在宅治療の重要性、がんセンター名誉総長語る

垣添忠生さん

妻との闘病生活について語る垣添さん

国立がんセンター名誉総長、日本対がん協会会長、垣添忠生さん(69)が28日、和歌山市手平のビッグ愛で行われたがんサポート講演会(NPO法人いきいき和歌山がんサポート主催)で「妻を看取る日」と題し講演した。在宅治療で妻(享年78歳)の最期を見守った垣添さんの生の声に、約100人が聴き入った。

垣添さんは、平成18年ごろに、もともと体の弱かった妻に肺がんが見つかったことを告白。ひどい口内炎など副作用がある治療を繰り返しながらも、19年末に多発性転移していることが分かり、「もうだめだと直感し、『家で死にたい』という妻の希望を叶えようと思った」と在宅治療に切り替えた経緯に触れた。

垣添さんは、医者、看護師、介護士の一人3役をこなし、死期迫る妻に食べたいものを食べさせるなど、精一杯付き添った日々を振り返った。
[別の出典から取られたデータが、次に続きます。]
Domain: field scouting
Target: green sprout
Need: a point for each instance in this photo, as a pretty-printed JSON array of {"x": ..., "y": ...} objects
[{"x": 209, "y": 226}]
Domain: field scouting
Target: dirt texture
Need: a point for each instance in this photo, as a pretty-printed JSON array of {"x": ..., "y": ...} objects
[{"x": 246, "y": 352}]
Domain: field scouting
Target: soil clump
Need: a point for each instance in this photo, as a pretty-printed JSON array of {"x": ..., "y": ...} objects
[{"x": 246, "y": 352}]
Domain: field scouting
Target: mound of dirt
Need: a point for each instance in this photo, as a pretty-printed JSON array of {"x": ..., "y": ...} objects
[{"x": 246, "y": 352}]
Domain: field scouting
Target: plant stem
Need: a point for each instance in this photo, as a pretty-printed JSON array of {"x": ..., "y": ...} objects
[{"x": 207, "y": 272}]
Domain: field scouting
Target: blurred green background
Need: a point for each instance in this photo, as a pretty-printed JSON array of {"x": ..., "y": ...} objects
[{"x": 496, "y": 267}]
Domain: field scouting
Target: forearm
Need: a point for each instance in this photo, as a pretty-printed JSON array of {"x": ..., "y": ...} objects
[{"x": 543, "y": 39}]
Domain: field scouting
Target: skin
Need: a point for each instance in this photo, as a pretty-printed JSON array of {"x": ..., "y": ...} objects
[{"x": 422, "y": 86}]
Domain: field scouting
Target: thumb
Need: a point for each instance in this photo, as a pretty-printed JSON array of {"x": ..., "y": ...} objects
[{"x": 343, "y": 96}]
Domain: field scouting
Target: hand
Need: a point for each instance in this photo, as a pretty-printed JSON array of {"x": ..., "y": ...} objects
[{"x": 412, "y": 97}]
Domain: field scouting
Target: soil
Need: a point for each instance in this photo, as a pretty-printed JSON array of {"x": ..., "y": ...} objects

そして、意識を失っていた妻が、突然目を開けて垣添さんの手を握り息を引き取った場面を思い出し「非常に辛かったが、妻は満足して亡くなったと思う」と目をうるませた。

人生の伴りょを亡くしたことで、食欲がなくなり体重が減少。知人のアドバイスで妻の写真を飾ったり、毎日運動をするなど「絶えず忙しくしていれば、なんとか前向きに生きていけるようになった」と語気を強めた。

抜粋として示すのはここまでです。